CN108919273A - A kind of distance detection system and method - Google Patents
A kind of distance detection system and method Download PDFInfo
- Publication number
- CN108919273A CN108919273A CN201810266430.6A CN201810266430A CN108919273A CN 108919273 A CN108919273 A CN 108919273A CN 201810266430 A CN201810266430 A CN 201810266430A CN 108919273 A CN108919273 A CN 108919273A
- Authority
- CN
- China
- Prior art keywords
- signal
- circulator
- emission source
- signal processing
- processing module
- Prior art date
- Legal status (The legal status is an assumption and is not a legal conclusion. Google has not performed a legal analysis and makes no representation as to the accuracy of the status listed.)
- Pending
Links
Classifications
-
- G—PHYSICS
- G01—MEASURING; TESTING
- G01S—RADIO DIRECTION-FINDING; RADIO NAVIGATION; DETERMINING DISTANCE OR VELOCITY BY USE OF RADIO WAVES; LOCATING OR PRESENCE-DETECTING BY USE OF THE REFLECTION OR RERADIATION OF RADIO WAVES; ANALOGOUS ARRANGEMENTS USING OTHER WAVES
- G01S15/00—Systems using the reflection or reradiation of acoustic waves, e.g. sonar systems
- G01S15/02—Systems using the reflection or reradiation of acoustic waves, e.g. sonar systems using reflection of acoustic waves
- G01S15/06—Systems determining the position data of a target
- G01S15/08—Systems for measuring distance only
Landscapes
- Physics & Mathematics (AREA)
- Engineering & Computer Science (AREA)
- Radar, Positioning & Navigation (AREA)
- Remote Sensing (AREA)
- Acoustics & Sound (AREA)
- Computer Networks & Wireless Communication (AREA)

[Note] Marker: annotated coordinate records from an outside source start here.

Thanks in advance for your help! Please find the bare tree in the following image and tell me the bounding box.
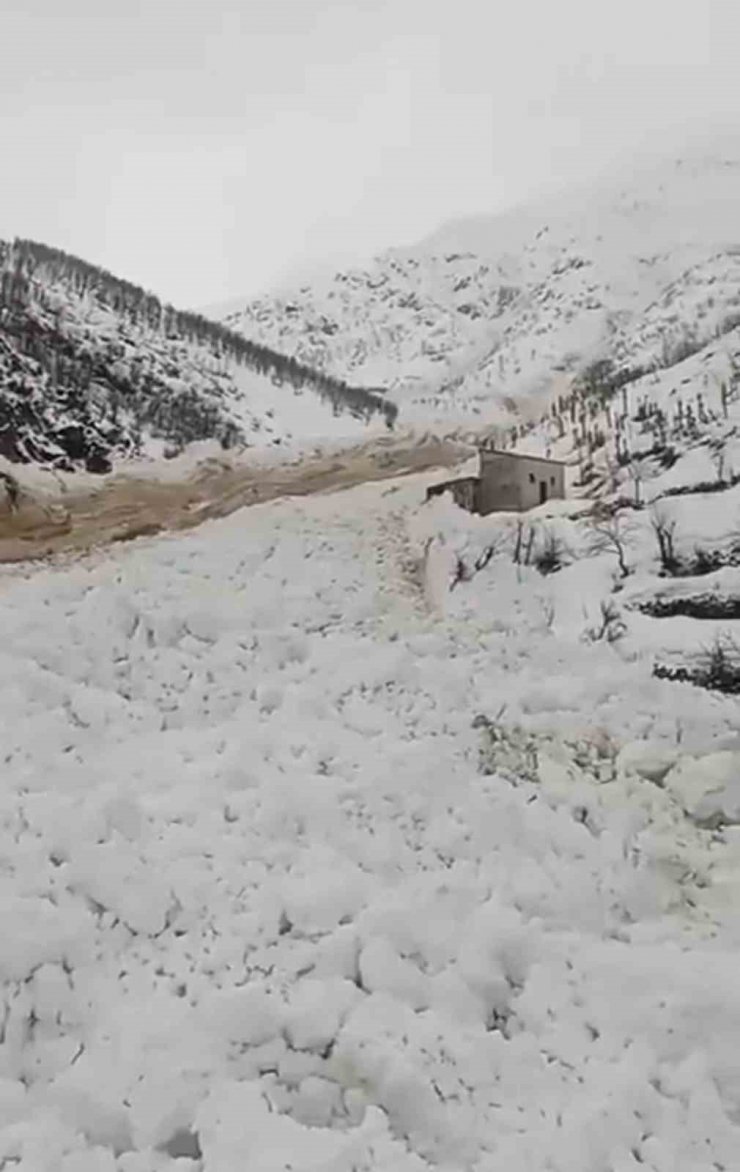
[591,513,631,578]
[584,599,627,643]
[630,458,646,505]
[650,509,678,574]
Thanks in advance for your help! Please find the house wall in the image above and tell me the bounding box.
[427,476,481,512]
[478,450,565,515]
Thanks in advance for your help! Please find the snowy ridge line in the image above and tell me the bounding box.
[0,233,398,473]
[225,144,740,424]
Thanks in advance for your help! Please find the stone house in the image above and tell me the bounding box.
[427,448,565,516]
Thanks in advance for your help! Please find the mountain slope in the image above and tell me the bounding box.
[226,144,740,420]
[0,240,396,472]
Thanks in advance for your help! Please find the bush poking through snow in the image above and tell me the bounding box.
[532,529,565,574]
[650,509,679,577]
[591,513,631,578]
[653,632,740,696]
[584,599,627,643]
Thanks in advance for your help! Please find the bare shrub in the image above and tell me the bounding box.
[650,509,679,575]
[534,529,565,574]
[591,513,631,578]
[583,599,627,643]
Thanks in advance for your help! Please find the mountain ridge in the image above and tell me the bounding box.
[0,240,398,472]
[220,144,740,423]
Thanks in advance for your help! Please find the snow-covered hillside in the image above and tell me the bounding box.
[0,466,740,1172]
[222,145,740,422]
[0,241,394,471]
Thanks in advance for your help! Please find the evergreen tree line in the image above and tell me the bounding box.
[0,239,398,428]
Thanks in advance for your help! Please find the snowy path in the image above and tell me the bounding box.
[0,482,740,1172]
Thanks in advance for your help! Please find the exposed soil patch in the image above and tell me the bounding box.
[0,438,470,564]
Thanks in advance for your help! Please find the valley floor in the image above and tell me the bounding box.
[0,473,740,1172]
[0,436,470,565]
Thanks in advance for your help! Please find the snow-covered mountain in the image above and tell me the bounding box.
[225,142,740,422]
[0,241,395,472]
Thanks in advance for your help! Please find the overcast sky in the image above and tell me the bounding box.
[0,0,740,306]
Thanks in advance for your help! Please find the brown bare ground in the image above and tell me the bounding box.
[0,437,470,564]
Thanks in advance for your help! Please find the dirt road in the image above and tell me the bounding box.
[0,437,471,564]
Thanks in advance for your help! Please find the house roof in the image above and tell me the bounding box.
[478,445,568,466]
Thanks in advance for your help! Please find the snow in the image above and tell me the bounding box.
[0,476,740,1172]
[224,139,740,425]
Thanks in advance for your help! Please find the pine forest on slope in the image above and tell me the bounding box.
[0,240,398,472]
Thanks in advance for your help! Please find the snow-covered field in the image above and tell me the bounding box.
[0,477,740,1172]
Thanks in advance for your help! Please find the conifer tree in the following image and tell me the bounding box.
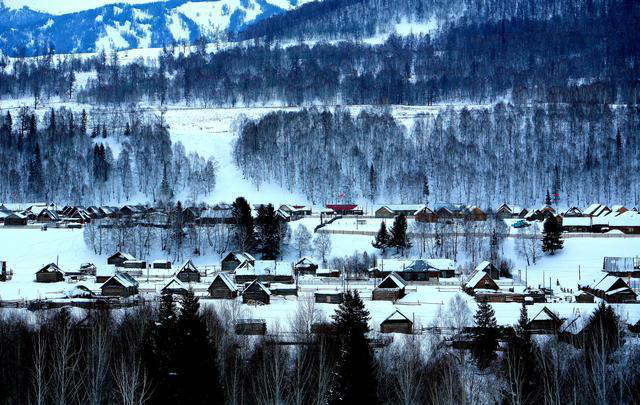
[330,291,378,404]
[389,214,411,256]
[542,217,564,255]
[472,302,498,369]
[371,221,391,255]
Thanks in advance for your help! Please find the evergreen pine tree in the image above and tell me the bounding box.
[231,197,255,251]
[371,221,391,255]
[472,302,498,369]
[542,217,564,255]
[176,289,224,404]
[389,214,411,256]
[330,291,378,404]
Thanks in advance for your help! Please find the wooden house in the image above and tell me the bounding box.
[371,273,407,301]
[160,277,189,295]
[293,257,318,275]
[415,207,438,222]
[380,309,413,335]
[151,260,171,270]
[107,252,136,267]
[175,259,200,283]
[36,263,64,283]
[100,273,138,298]
[581,275,638,304]
[221,252,256,271]
[475,260,500,280]
[602,256,640,278]
[4,212,29,226]
[208,273,238,300]
[242,280,271,304]
[375,204,426,218]
[325,204,364,215]
[562,207,582,218]
[314,291,344,304]
[528,307,562,333]
[496,204,529,219]
[36,209,60,223]
[235,319,267,336]
[464,271,500,295]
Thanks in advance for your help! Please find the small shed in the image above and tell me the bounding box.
[4,212,29,226]
[475,260,500,280]
[371,273,407,301]
[380,309,413,335]
[464,271,500,295]
[160,277,188,295]
[151,260,171,270]
[236,319,267,336]
[100,273,138,298]
[107,252,136,267]
[242,280,271,304]
[314,291,344,304]
[176,259,200,283]
[221,252,256,271]
[293,257,318,275]
[36,263,64,283]
[208,273,238,299]
[528,307,562,333]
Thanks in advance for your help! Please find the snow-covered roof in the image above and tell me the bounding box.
[212,273,238,291]
[236,260,293,276]
[162,277,187,291]
[465,271,487,288]
[382,309,413,323]
[242,280,271,295]
[602,256,640,273]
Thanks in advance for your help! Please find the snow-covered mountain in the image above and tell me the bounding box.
[0,0,316,55]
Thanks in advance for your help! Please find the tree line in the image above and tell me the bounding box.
[0,291,640,405]
[0,107,217,205]
[233,103,640,207]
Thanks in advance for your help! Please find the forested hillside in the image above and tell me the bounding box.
[235,104,640,207]
[0,108,217,205]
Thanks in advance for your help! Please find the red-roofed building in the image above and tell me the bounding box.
[325,204,364,215]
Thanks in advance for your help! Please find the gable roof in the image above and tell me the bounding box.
[242,280,271,295]
[102,272,138,288]
[209,273,238,291]
[37,262,63,273]
[382,309,413,323]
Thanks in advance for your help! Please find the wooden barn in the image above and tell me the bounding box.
[242,280,271,304]
[175,259,200,283]
[4,212,29,226]
[528,307,562,333]
[235,319,267,336]
[475,260,500,280]
[380,309,413,335]
[293,257,318,275]
[464,271,500,295]
[582,275,637,304]
[371,273,407,301]
[151,260,171,270]
[314,291,344,304]
[160,277,188,295]
[107,252,136,267]
[208,273,238,300]
[221,252,256,271]
[415,207,438,222]
[100,273,138,298]
[36,263,64,283]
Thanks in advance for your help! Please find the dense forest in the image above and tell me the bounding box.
[0,2,640,106]
[0,107,217,205]
[234,103,640,208]
[0,291,640,405]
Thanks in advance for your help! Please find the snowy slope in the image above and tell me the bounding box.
[0,0,320,55]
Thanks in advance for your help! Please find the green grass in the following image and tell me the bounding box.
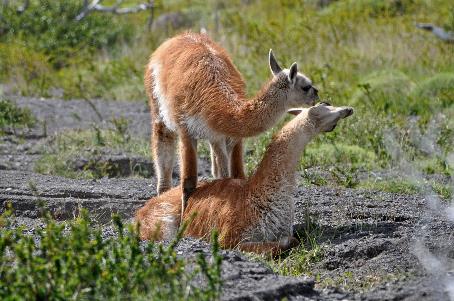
[358,179,453,200]
[0,0,454,172]
[0,99,36,134]
[0,206,221,300]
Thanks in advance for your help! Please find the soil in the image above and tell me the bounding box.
[0,97,454,300]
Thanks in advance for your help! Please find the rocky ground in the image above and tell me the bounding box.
[0,98,454,300]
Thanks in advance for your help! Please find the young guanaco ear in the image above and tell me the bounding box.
[268,49,282,75]
[287,108,303,116]
[288,63,298,85]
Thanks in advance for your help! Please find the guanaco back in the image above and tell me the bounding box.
[144,32,318,209]
[136,103,353,255]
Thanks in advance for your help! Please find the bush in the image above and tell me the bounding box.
[0,100,36,132]
[0,207,221,300]
[0,0,132,68]
[412,73,454,108]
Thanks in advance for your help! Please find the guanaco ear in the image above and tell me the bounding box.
[268,49,282,75]
[288,63,298,85]
[287,108,303,116]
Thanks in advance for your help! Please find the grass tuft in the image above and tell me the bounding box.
[0,205,222,300]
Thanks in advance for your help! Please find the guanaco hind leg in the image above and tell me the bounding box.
[238,236,299,257]
[180,130,197,212]
[210,140,230,179]
[151,122,177,195]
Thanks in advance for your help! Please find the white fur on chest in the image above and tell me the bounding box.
[150,62,177,132]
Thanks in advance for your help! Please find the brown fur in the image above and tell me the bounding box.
[144,33,317,213]
[136,105,352,255]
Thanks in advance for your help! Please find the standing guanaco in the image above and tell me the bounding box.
[144,32,318,210]
[136,103,353,255]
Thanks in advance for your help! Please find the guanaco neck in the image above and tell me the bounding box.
[248,111,317,202]
[219,77,288,137]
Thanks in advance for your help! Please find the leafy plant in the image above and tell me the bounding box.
[0,206,222,300]
[0,100,36,131]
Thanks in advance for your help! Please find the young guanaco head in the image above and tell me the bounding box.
[288,102,353,133]
[269,49,318,106]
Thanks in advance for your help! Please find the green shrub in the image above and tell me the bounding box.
[0,0,132,67]
[412,73,454,108]
[0,207,221,300]
[0,100,36,132]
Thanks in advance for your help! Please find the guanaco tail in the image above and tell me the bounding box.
[135,103,353,255]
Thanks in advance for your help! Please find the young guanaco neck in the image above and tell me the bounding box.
[215,73,288,137]
[248,110,318,197]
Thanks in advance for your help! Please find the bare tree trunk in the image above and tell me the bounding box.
[76,0,154,21]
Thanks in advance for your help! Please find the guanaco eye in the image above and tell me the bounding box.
[302,85,312,92]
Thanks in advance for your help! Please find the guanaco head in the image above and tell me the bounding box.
[269,49,318,107]
[288,102,353,132]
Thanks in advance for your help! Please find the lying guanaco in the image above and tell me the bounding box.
[135,103,353,256]
[144,33,318,210]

- General Physics & Mathematics (AREA)
- Radar Systems Or Details Thereof (AREA)
Abstract
The present invention relates to a kind of distance detection system and methods, it is characterised in that:Including signal processing module, emission source, amplifier, circulator and antenna, the input terminal of the amplifier connects the emission source, the output end of the amplifier connects the signal processing module and the circulator, the circulator and antenna interconnection, the output end of the circulator are additionally coupled to the signal processing module;The emission source is used for the signal that tranmitting frequency can be changed.It is an advantage of the current invention that can solve in current range-measurement system, the cross-correlation function method measurement accuracy in flight time detection method is poor, and variable thresholding detection method signal-to-noise ratio requires height, is easy to be interfered, and phase difference rule will appear the problems such as measurement distance range is narrow.
Description
Technical field
The present invention relates to apart from detection field, especially a kind of distance detection system and method.
Background technique
In the latest 20 years, non-contact distance-measurement mode achieves great development along with the development of electronic technology, successively goes out
The distance measuring methods such as laser, microwave radar, infrared ray and ultrasonic wave are showed.Wherein, laser ranging operation is relatively easy, measurement
Precision is higher, but it is protected from environmental bigger, and cost is relatively high, and later maintenance is very inconvenient, answers so general more
For military field.Microwave radar range technology is chiefly used in the military and dedicated field of industry, and the circuits mould such as oscillator used
Block.The advantages of infrared distance measurement is at low cost, good directionality, can be accurately positioned, the disadvantage is that being influenced by light, anti-interference
Difference.As noncontact measurement reliable in a kind of short range, it is electromagnetic distance measurement technology for ultrasonic distance measurement
One kind, so other than the essential characteristic with electromagnetic wave, and have and have itself unique one side.And ultrasonic signal is several
Not by the interference of illumination, smog, electromagnetic interference, dust particles and toxic gas in external environment, ultrasonic distance measurement sensing
Device cost is relatively low honest and clean, easy to use, is easy to real-time control.Therefore, ultrasonic wave level gauging, building engineering survey,
Many industrial measurement and control fields such as mobile robot visual identification, automobile reversing radar system, all have been widely used.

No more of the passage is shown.